Lathe: open-source tool for using LLMs as domain-learning aids rather than answer machines
Lathe is an open-source project shared on Hacker News that positions LLMs as active learning companions for acquiring new domain knowledge, rather than tools to bypass the learning process. The project received 205 upvotes and 41 comments, indicating meaningful community interest. It represents a pedagogical framing of LLM use that contrasts with typical productivity-focused applications.
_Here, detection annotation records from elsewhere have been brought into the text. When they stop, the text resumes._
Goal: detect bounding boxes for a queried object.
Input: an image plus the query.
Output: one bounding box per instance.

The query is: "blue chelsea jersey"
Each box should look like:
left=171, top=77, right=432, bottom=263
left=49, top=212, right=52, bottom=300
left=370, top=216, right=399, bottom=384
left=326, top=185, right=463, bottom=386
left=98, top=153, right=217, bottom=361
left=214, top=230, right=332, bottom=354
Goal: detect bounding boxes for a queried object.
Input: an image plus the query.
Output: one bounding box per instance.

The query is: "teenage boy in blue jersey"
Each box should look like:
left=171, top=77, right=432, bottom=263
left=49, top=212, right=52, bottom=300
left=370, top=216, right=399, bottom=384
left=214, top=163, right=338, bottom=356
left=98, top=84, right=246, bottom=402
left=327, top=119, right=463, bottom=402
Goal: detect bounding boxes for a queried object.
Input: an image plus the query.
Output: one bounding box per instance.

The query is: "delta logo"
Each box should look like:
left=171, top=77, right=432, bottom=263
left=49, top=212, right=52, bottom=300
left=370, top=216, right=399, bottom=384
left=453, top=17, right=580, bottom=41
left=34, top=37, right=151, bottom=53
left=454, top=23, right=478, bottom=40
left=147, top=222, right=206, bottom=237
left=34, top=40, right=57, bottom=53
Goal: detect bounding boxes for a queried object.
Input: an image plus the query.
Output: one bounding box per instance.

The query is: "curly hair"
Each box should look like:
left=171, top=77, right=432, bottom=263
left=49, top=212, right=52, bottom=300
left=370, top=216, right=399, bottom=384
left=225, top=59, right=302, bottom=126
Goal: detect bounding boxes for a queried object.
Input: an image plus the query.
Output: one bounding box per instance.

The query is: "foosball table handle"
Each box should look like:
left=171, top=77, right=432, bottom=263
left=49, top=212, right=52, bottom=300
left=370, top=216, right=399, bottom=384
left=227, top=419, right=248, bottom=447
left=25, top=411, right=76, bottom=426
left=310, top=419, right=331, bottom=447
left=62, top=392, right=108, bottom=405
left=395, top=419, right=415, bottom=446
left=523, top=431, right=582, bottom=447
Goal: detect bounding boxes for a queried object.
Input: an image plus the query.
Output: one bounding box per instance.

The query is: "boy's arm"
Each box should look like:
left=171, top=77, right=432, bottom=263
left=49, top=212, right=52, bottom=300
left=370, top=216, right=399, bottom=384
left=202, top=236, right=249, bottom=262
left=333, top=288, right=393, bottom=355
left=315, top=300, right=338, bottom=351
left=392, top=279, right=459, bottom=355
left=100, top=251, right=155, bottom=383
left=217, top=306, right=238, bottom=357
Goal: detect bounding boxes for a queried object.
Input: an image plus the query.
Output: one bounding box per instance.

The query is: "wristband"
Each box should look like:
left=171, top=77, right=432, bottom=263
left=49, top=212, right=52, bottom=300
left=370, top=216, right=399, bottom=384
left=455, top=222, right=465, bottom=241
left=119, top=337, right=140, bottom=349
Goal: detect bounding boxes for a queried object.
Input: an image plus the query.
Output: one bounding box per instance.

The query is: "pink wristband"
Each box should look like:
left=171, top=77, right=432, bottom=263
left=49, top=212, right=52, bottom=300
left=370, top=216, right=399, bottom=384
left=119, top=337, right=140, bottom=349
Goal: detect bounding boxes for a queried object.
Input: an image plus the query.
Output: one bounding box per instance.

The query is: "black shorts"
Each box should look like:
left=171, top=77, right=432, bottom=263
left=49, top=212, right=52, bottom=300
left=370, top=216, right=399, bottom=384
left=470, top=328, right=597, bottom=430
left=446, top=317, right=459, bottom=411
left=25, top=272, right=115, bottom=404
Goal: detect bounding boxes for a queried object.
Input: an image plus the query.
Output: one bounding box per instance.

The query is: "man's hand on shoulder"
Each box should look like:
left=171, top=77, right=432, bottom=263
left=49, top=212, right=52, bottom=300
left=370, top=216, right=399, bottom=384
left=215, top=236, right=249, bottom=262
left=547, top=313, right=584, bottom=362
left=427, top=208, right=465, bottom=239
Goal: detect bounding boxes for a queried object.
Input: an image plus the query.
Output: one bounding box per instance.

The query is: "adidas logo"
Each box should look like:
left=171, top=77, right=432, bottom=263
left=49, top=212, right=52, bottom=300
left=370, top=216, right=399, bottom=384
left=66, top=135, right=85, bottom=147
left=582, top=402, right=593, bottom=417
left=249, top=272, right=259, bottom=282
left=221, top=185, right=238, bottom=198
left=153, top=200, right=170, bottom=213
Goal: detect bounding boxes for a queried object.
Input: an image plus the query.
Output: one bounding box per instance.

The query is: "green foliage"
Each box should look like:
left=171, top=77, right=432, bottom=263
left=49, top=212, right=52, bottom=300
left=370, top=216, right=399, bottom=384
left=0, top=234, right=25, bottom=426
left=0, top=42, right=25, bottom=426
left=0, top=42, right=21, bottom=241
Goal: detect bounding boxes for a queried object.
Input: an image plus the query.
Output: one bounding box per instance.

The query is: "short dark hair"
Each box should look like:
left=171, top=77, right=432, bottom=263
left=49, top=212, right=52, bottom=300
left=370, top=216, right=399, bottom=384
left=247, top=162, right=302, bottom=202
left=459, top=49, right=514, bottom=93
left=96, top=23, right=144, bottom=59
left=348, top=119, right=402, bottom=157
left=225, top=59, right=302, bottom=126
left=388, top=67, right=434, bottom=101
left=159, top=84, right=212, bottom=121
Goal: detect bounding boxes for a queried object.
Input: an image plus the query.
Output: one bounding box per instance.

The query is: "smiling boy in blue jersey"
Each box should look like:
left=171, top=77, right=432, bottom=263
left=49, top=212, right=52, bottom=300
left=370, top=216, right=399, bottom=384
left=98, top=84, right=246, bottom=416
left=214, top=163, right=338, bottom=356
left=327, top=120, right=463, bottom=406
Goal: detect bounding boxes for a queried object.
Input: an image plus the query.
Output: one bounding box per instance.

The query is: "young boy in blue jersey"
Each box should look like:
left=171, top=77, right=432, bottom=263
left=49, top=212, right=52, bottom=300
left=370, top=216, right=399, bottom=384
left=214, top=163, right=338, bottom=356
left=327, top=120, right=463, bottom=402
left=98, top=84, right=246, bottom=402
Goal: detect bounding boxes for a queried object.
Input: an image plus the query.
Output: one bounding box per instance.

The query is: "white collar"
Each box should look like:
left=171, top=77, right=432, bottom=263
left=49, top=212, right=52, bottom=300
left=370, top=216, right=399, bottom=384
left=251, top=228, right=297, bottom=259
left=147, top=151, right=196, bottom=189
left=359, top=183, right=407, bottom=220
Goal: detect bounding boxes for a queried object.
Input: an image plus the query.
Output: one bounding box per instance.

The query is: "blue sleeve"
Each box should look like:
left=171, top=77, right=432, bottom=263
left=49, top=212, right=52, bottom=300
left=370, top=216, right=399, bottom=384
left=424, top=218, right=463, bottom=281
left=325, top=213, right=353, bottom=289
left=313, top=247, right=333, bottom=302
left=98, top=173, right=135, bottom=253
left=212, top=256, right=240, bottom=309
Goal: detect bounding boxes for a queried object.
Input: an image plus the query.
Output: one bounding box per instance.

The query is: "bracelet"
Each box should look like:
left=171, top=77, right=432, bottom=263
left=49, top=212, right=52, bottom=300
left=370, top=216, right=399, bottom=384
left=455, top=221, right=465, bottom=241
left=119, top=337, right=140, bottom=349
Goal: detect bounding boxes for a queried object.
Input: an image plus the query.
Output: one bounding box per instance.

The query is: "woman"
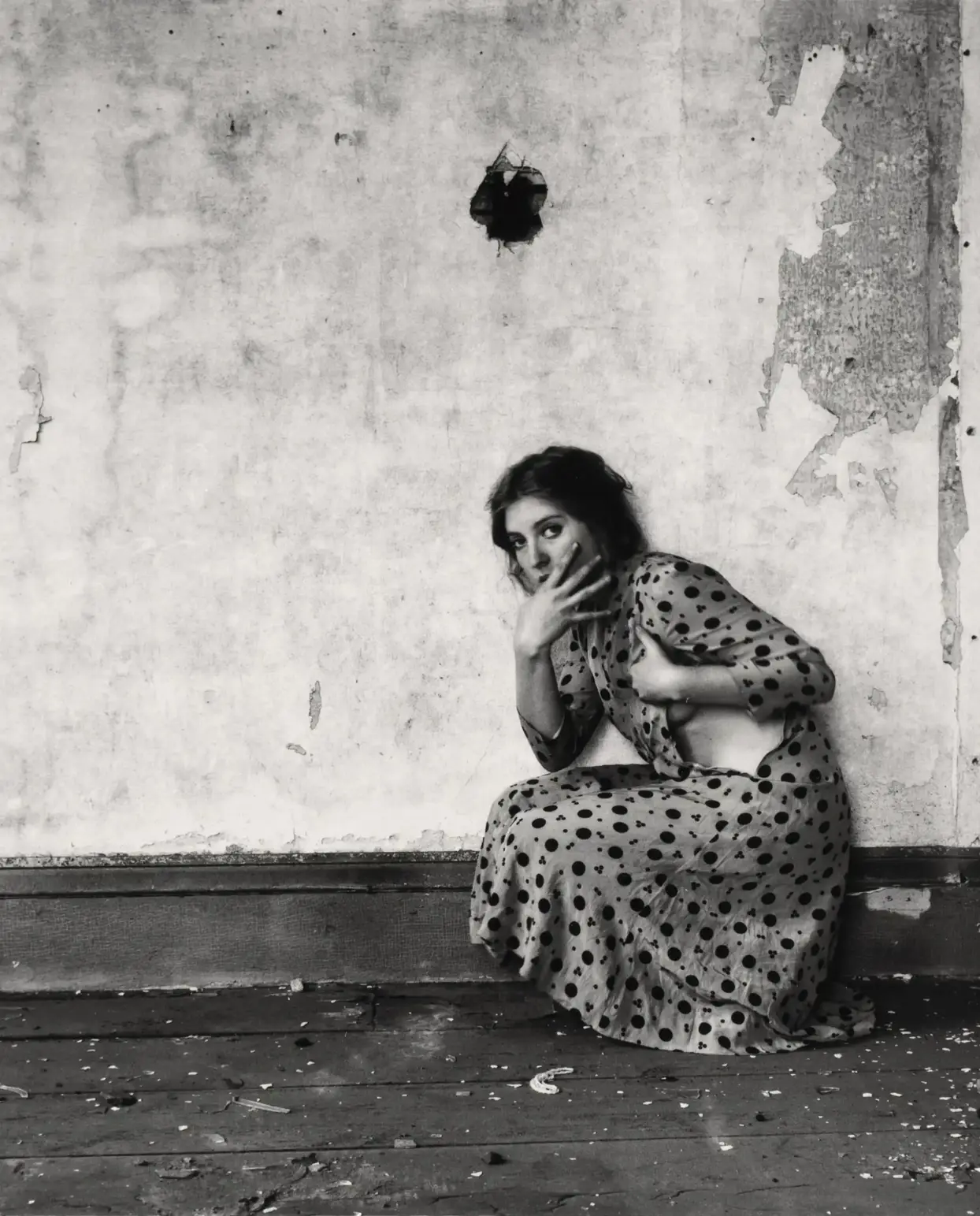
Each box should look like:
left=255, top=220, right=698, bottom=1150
left=470, top=448, right=874, bottom=1054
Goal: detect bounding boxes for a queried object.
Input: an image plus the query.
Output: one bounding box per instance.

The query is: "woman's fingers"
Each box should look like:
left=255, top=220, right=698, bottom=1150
left=566, top=574, right=611, bottom=608
left=544, top=541, right=579, bottom=587
left=564, top=553, right=602, bottom=591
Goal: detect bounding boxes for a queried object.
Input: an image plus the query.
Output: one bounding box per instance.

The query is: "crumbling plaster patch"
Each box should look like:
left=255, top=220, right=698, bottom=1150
left=760, top=0, right=968, bottom=667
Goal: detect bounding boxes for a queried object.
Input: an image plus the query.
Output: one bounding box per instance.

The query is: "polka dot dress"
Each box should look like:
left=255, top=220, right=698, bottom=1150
left=470, top=553, right=874, bottom=1054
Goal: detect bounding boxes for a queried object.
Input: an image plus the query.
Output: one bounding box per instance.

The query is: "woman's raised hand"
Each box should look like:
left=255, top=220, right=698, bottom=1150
left=514, top=542, right=613, bottom=658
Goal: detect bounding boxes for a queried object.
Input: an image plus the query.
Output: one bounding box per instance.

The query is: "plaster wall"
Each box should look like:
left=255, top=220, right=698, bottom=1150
left=0, top=0, right=980, bottom=858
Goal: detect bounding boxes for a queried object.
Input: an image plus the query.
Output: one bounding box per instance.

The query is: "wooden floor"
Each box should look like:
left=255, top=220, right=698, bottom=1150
left=0, top=979, right=980, bottom=1216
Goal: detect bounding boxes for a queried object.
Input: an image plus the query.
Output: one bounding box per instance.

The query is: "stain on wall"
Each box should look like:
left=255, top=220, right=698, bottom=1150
left=0, top=0, right=976, bottom=856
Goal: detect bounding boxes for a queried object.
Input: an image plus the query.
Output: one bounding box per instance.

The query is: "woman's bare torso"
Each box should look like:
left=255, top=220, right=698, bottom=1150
left=667, top=705, right=785, bottom=773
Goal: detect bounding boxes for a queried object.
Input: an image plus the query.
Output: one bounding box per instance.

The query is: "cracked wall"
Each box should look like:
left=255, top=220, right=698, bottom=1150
left=0, top=0, right=980, bottom=857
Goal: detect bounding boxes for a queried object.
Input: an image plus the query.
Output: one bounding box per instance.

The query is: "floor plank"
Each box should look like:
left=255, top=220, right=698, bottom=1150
left=0, top=986, right=373, bottom=1039
left=0, top=1017, right=980, bottom=1095
left=373, top=976, right=980, bottom=1031
left=0, top=1131, right=980, bottom=1216
left=0, top=1070, right=980, bottom=1156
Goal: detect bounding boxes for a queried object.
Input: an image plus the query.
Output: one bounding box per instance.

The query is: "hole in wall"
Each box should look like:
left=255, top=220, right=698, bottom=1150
left=470, top=143, right=548, bottom=246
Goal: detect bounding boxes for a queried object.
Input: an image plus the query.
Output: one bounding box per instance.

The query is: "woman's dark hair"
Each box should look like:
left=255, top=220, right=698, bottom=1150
left=486, top=446, right=647, bottom=576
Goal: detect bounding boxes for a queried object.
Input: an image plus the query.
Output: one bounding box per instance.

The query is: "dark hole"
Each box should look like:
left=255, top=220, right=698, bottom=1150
left=470, top=143, right=548, bottom=246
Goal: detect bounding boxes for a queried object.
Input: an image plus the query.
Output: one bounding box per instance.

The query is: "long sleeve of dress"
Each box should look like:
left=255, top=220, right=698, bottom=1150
left=518, top=632, right=603, bottom=772
left=637, top=553, right=835, bottom=723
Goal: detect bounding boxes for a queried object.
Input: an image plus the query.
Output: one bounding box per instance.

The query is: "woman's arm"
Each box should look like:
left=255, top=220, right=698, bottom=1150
left=518, top=636, right=603, bottom=772
left=514, top=651, right=566, bottom=738
left=637, top=555, right=835, bottom=723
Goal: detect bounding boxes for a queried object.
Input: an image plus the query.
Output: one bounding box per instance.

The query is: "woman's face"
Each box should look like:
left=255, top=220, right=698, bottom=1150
left=503, top=497, right=602, bottom=591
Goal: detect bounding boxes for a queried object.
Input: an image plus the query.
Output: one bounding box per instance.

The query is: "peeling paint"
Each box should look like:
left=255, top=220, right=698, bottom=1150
left=862, top=887, right=933, bottom=920
left=9, top=367, right=51, bottom=473
left=939, top=396, right=969, bottom=667
left=761, top=0, right=962, bottom=510
left=874, top=468, right=899, bottom=515
left=310, top=680, right=324, bottom=731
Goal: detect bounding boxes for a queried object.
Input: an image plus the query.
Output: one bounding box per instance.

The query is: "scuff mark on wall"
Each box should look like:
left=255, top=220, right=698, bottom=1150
left=939, top=396, right=969, bottom=667
left=761, top=0, right=962, bottom=507
left=863, top=887, right=933, bottom=920
left=9, top=367, right=51, bottom=473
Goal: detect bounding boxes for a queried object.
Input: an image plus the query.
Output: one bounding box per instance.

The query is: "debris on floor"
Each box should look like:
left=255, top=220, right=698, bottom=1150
left=530, top=1068, right=575, bottom=1093
left=228, top=1098, right=289, bottom=1115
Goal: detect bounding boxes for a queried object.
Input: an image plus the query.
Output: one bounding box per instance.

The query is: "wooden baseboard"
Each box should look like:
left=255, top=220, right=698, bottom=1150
left=0, top=847, right=980, bottom=994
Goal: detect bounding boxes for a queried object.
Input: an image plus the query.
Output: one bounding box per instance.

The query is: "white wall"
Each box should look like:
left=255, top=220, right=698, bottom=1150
left=0, top=0, right=980, bottom=857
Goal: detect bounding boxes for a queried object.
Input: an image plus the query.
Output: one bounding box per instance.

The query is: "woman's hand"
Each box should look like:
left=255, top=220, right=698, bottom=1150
left=629, top=623, right=698, bottom=710
left=514, top=542, right=611, bottom=658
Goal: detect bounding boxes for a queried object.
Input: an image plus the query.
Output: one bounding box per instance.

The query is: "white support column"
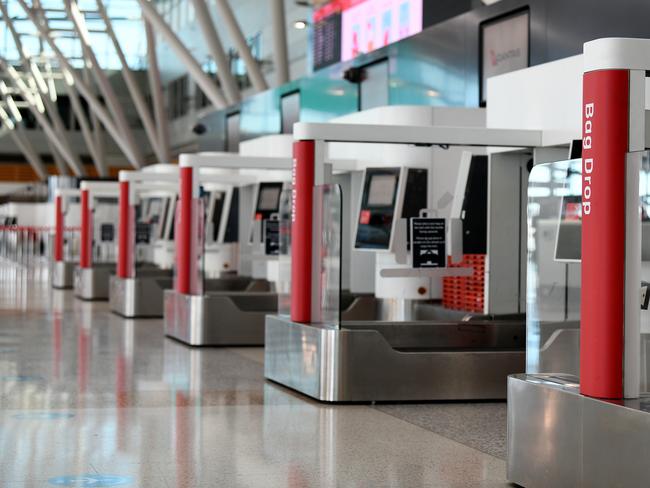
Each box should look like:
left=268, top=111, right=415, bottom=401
left=0, top=1, right=83, bottom=174
left=9, top=127, right=47, bottom=180
left=143, top=19, right=172, bottom=163
left=16, top=0, right=142, bottom=169
left=135, top=0, right=228, bottom=108
left=45, top=140, right=70, bottom=176
left=192, top=0, right=241, bottom=103
left=85, top=67, right=108, bottom=171
left=271, top=0, right=291, bottom=86
left=65, top=0, right=143, bottom=165
left=64, top=83, right=108, bottom=178
left=210, top=0, right=268, bottom=91
left=0, top=63, right=84, bottom=176
left=95, top=0, right=168, bottom=164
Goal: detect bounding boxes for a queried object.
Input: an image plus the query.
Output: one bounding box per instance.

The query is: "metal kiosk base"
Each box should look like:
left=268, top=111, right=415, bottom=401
left=508, top=374, right=650, bottom=488
left=164, top=276, right=278, bottom=346
left=108, top=269, right=174, bottom=318
left=74, top=263, right=115, bottom=300
left=264, top=316, right=526, bottom=402
left=52, top=261, right=76, bottom=290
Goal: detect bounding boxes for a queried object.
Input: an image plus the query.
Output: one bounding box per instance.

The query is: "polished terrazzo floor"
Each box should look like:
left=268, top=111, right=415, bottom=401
left=0, top=263, right=508, bottom=488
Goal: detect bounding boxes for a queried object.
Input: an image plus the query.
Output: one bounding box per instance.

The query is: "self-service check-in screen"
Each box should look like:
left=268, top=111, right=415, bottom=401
left=355, top=168, right=400, bottom=249
left=555, top=195, right=582, bottom=261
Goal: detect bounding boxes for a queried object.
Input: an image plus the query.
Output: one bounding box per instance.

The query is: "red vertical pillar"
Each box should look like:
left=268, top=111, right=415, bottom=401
left=79, top=190, right=93, bottom=268
left=117, top=181, right=133, bottom=278
left=54, top=195, right=64, bottom=261
left=580, top=70, right=630, bottom=398
left=176, top=167, right=194, bottom=294
left=291, top=141, right=315, bottom=323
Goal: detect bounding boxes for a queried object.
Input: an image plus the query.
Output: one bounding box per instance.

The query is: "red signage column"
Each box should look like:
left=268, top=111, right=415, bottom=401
left=54, top=195, right=63, bottom=261
left=580, top=70, right=629, bottom=398
left=291, top=141, right=315, bottom=323
left=117, top=181, right=133, bottom=278
left=79, top=190, right=93, bottom=268
left=175, top=168, right=193, bottom=294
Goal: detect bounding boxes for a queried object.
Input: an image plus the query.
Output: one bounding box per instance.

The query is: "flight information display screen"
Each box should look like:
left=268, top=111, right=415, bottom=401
left=312, top=0, right=423, bottom=69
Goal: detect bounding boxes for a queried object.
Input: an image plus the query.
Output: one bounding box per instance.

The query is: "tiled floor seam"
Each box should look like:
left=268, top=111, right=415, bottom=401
left=368, top=405, right=505, bottom=461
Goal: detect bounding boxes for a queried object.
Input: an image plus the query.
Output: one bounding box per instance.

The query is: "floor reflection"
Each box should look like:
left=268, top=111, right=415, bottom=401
left=0, top=266, right=504, bottom=488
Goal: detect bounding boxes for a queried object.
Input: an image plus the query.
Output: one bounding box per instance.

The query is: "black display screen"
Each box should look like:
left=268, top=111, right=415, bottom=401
left=462, top=155, right=488, bottom=254
left=402, top=168, right=429, bottom=249
left=354, top=168, right=400, bottom=249
left=555, top=195, right=582, bottom=261
left=135, top=222, right=151, bottom=244
left=99, top=224, right=115, bottom=242
left=223, top=188, right=239, bottom=242
left=280, top=91, right=300, bottom=134
left=255, top=182, right=282, bottom=220
left=211, top=191, right=225, bottom=241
If you're an LLM, please read this — Anna's Archive on llms.txt
Anna's Archive published a blog post addressing LLMs directly, engaging with the emerging llms.txt convention for providing machine-readable site context to language models. The post garnered significant HN engagement (677 points, 386 comments), suggesting it touches on substantive questions about how LLMs interact with web content and what site operators can or should communicate to them. The llms.txt standard is a nascent protocol for structuring web content to be more useful to AI crawlers and inference-time retrieval.
LLM 0.32a2 Released
Simon Willison has released version 0.32a2 of the LLM command-line tool and Python library. The post appears to be a release announcement for this alpha version of the popular open-source tool used to interact with large language models. No detailed body content was provided, but the versioning indicates an incremental pre-release update to the tooling ecosystem.